The most common stimulation technique for shale production is multistage hydraulic fracturing. Estimating fracture geometry is a focal parameter to judge the fracture operation and predict the well performance. Different direct and indirect techniques can be used for fracture diagnostics to estimates fracture geometries. The current study combines fracture measurements and pressure transient analysis to estimate fracture surface area on each stage and to estimate production as a pseudo production log.

The numbers and kinds of fractures were calculated as a function of treating pressures, injection rates, proppant concentrations, and formation properties to compute fracture surface area (FSA). Pressure transient analyses were then conducted with the leak-off data upon completion of each frac stage to estimate the producing surface (PSA). The fall-off data was processed first to remove the noise and water hammering effects. The PTA diagnostic plots were used to define the flow regime and the data were matched with an analytical model to calculate producing surface area.

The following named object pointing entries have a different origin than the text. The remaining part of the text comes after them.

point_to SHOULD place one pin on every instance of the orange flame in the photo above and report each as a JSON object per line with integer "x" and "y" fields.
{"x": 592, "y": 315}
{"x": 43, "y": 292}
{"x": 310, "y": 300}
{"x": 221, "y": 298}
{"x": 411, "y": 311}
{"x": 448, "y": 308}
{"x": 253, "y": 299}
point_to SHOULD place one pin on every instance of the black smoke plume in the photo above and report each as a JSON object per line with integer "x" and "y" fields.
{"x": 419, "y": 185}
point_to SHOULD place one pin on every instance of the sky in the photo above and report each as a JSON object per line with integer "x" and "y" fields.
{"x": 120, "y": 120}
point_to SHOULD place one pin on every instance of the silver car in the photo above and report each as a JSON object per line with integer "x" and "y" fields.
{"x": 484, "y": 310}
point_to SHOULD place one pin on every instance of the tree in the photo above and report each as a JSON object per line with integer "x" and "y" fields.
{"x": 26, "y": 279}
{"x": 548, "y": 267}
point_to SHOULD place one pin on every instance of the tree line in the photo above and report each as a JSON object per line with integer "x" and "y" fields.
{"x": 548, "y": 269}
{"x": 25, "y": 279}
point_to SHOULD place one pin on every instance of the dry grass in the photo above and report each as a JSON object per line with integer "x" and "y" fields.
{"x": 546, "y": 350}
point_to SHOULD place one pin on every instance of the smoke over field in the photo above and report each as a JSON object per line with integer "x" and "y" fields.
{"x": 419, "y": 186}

Tensile and shear fractures are both created during the injection of frac fluids. Shear fractures are caused by movement in already existing natural (fluid expulsion) fractures found in all shale source rocks. Shear fractures form a pressure below the minimum horizontal stress. These shear fractures take advantage of the rock fabric and develop higher surface area than tensile fractures for the same given volumes of water and sand.

FSA is a measure of permeability enhanced area due to hydraulic fracturing. Producing surface area is the resulting effective flow areaconnected to the wellbore. Diagnostic plots showed a linear and radial flow regime depending on the formation and the completion design. Good correlations were found between PSA and FSA results. In general, higher FSA produces higher PSA. In cases where producing surface area was higher than expected from fracture surface area, communication was found with offset wells. When FSA higher than PSA were found, it was usually caused by increased stress from too close offset wells.

Combining FSA and PSA measurements provides forecasts of production for each stage and helps to optimize well spacing at the end of each frac stage.